• The legend of Sword Lake
  • The legend of Sword Lake

  • on Jan 18, 2018       By: LucyH

    Legend has it that Hoan Kiem Lake is where king Le Loi returned his magic sword to the Golden Turtle after defeating Minh empire and since then it has been named as the Sword lake or Restored Sword lake. In this article, we take you on a travel back in time to discover the histioric origin of this center pearl. 

    » The myth of the borrowing sword 

    Everywhere in Vietnam at that time, people were rising up against the domination of the Ming Empire (1406-1428). Long time ago, nearby the Chu river in Thanh Hoa province lived a fisherman named Le Than. On one fine night, Le Than was filled with joy thinking he was going to have a big catch. Pulling the net to the boat side, though, he saw the “catch” to be nothing but an iron bar resembling a blunt knife without handle. “Ah” Than sighed, “The only catch for the whole night and it turns out to be this worthless piece of iron”. Right after that Than threw the rusty iron bar away.  Another night, Than cast his another section of the Chu river. After a while, seeing the water bubbling, he hurriedly pulled up his net and saw the same iron bar stuck in the net. Angry more than ever, he threw it away again. Then came another night and Than went fishing in late. At cockcrow, the man pulled up his net and feeling the bottom of the net with his hands, he found the same iron bar. But this time he decided not to throw it away. Bringing the iron bar onto the deck of the boat, he lit a fire in order to take closer look at his mysterious and persistent object. When Than had a chance to see it more clearly, he found out that it was not an iron bar at all: “Ah, a sword blade,” he exclaimed.

    At this time, all over the country floods of people were joining Le Loi’s insurgent army. On the two banks of the Chu river, the sounds of horns blaring and the voice of commanders could be heard night after night. Le Than looked at his sword, thinking, “God has urged me to go to save my country”. 

    Than abandoned his boat and went to join Le Loi’s army.
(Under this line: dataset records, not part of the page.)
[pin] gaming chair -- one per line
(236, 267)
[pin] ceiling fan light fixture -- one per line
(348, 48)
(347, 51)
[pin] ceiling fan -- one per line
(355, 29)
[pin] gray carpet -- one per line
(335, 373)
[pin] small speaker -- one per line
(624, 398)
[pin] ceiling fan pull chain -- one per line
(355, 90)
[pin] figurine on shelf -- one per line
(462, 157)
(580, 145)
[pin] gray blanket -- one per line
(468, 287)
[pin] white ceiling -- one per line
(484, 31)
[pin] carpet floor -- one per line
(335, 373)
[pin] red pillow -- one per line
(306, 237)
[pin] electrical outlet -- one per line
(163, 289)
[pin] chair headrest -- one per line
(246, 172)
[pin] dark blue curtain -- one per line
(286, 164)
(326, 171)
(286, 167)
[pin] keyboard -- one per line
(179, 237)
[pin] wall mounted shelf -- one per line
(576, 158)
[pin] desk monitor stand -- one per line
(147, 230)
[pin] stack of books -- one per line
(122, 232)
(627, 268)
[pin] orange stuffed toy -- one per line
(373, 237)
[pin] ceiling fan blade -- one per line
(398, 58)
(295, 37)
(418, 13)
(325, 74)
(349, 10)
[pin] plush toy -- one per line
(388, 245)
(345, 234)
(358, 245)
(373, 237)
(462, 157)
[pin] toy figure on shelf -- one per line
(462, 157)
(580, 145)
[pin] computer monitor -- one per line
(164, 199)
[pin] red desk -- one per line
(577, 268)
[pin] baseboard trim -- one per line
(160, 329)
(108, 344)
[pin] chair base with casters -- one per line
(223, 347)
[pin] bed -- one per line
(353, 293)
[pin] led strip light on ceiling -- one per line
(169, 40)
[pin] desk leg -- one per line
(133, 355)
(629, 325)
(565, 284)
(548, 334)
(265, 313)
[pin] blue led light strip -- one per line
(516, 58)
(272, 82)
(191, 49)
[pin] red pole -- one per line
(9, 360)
One night when the army had to spend a night in the forest, Than was put on guard over his camps. Le Loi, being a patrol, saw on one side of Le Than’s camp something shinning. He walked into the camp out of curiosity. It was the fisherman’s sword blade he had seen. Le Than took down the sword blade. Only it lacks a magic hilt to match”. Soon after that night, Le Loi and his followers lost a battle and had to retreat into the forest, each man had to find a place to hide, Le Loi took a shelter on the branch of an old banyan. There, he noticed nearby on another branch streaks of light that looked like fireflies or the scales of a python flashing in the night. Le Loi moved to this branch to get a closer look. At first sight, he mistook the strange light for a piece of rotten wood on which lived a phosphorescent centipede. But when he picked up the object it turned out to be a sword hilt made of horn. The gems inlaid in the hilt were shining brightly. Remembering the sword blade he saw in Le Than’s camp, Le Loi decided to unite the pair and tucked it in his waistband. On that day the army reunited, Le Loi told everyone about the hilt he has found in the forest. He Took out the hilt to be matched with Le Than’s sword blade. The two matched perfectly. Le Than and everyone else knelt down, shouting, “God has bestowed on you this magic sword.”
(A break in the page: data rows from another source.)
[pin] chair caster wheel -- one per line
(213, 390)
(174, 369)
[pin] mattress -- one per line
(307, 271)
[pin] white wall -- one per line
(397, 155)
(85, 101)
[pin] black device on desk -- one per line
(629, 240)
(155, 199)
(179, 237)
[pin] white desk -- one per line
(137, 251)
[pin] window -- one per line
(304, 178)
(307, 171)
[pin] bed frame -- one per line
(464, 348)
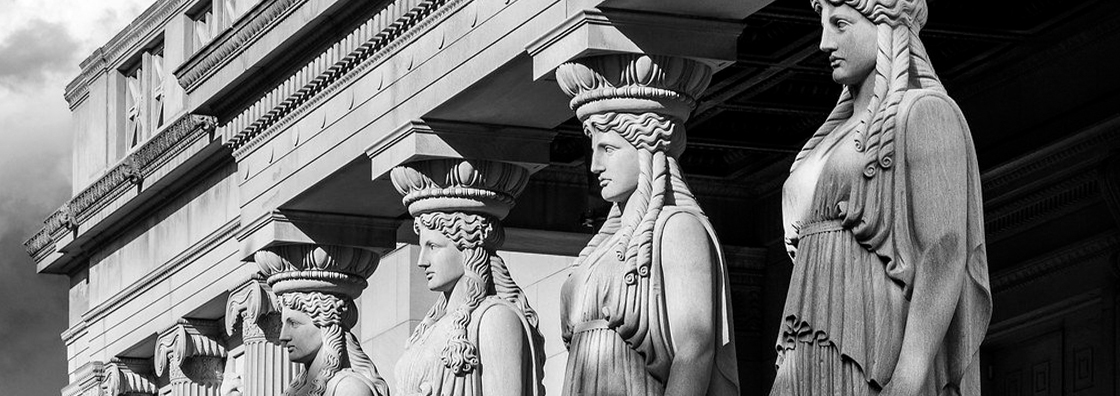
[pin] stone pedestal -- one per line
(193, 356)
(268, 369)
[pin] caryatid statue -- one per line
(646, 308)
(883, 218)
(481, 337)
(316, 285)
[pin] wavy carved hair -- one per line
(334, 316)
(902, 64)
(660, 141)
(485, 274)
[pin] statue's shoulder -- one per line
(348, 383)
(930, 116)
(923, 103)
(495, 312)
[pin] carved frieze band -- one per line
(129, 377)
(223, 49)
(380, 36)
(123, 44)
(189, 339)
(130, 170)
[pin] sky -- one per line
(42, 43)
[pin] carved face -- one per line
(615, 161)
(851, 41)
(300, 336)
(440, 260)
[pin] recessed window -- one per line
(205, 26)
(143, 96)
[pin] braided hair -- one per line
(485, 274)
(334, 316)
(660, 140)
(902, 64)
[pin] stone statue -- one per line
(645, 310)
(316, 286)
(481, 337)
(884, 222)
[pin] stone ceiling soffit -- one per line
(596, 31)
(287, 227)
(419, 140)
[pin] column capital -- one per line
(309, 267)
(459, 185)
(127, 376)
(634, 83)
(249, 304)
(189, 338)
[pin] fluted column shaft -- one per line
(268, 370)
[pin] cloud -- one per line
(30, 54)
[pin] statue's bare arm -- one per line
(351, 386)
(938, 173)
(503, 351)
(688, 266)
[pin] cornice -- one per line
(122, 45)
(374, 40)
(1054, 262)
(205, 63)
(130, 170)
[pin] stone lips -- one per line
(476, 187)
(327, 269)
(634, 84)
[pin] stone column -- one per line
(193, 356)
(268, 369)
(129, 377)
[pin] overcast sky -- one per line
(42, 43)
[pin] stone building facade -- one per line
(210, 130)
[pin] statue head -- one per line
(854, 31)
(457, 207)
(634, 109)
(458, 250)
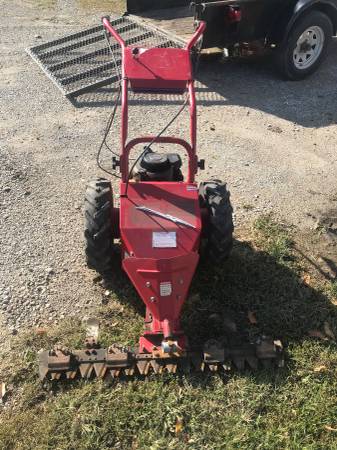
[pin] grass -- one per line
(292, 408)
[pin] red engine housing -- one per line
(159, 254)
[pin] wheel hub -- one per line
(308, 48)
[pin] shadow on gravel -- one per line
(253, 84)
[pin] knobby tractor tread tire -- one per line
(98, 225)
(214, 196)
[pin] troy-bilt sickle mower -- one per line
(161, 222)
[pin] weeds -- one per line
(292, 408)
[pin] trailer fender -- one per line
(281, 27)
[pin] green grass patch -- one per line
(292, 408)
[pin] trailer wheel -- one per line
(306, 46)
(218, 229)
(98, 225)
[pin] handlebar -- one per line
(200, 30)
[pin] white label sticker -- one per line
(165, 288)
(190, 187)
(162, 239)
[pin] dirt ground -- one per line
(274, 142)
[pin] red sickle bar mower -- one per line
(161, 222)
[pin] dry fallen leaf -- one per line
(320, 369)
(328, 331)
(252, 318)
(179, 425)
(330, 428)
(306, 279)
(318, 334)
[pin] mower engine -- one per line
(158, 167)
(160, 224)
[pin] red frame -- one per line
(149, 267)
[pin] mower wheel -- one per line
(218, 229)
(98, 225)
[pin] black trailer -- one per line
(296, 32)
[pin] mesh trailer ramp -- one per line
(82, 62)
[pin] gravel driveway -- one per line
(273, 141)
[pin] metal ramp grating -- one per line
(82, 62)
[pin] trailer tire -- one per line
(98, 231)
(296, 63)
(218, 231)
    After this event, Le Loi’s army regained its strength. By contrast, the Ming troops became weaker from hardships and the pressure from Le Loi’s army and had to retreat. Using his magic sword, Le Loi began to win a battles against the invaders. 

    Finally, the Ming troops officially declared their surrender. After ten years of fighting, Le Loi’s army gained a glorious victory in 1427. The whole nation was unified and Le Loi was enthroned as king. The people live in peace.

    » Return the sword

    One beautiful day, Le Loi took a boat trip around Luc Thuy lake (Green water) in the centre of the capital city. It was early autumn, and lotus leaves were as green as the water surface. Suddenly, from under the lotus leaves emerged a huge tortoise. It had a raised back and looked as black as a bamboo boat. Then it raised it body. It clasped its two front legs and bowed to the king. “Now that peace has restored to the nation, please return the sword to our God of waters.” Le Loi immediately took out the sword that had remained tucked in his waistband since his victory. He respectfully raised the weapon above his sword remained and spread over the surface of the water. Since that time, the lakes has been named Ho Guom (Sword lake) or Ho Hoan Kiem (Restored Sword Lake).

    » The Turtle Tower


    At the northern end of Hoan Kiem Lake is an islet on which stands a small tower called Thap Rua (Turtle Tower) with the structure honors the magic turtle that still guards the sword of Le Loi. The story goes that around 1886, a Vietnamese mandarin in the service of the French, persuaded the government to allow him to build a tower on the islet. What he kept secret was his intention to bury his father’s remains on the Turtle Islet, a place considered favorable according to traditional feng shui belief. However, the people of the city discovered his plot and they removed his father’s body. On the top of Turtle Tower there used to stand a version of the Statue of Liberty, placed there by the French. The statue was destroyed when the Tran Trong Kim government took over the city from the French administration in 1945.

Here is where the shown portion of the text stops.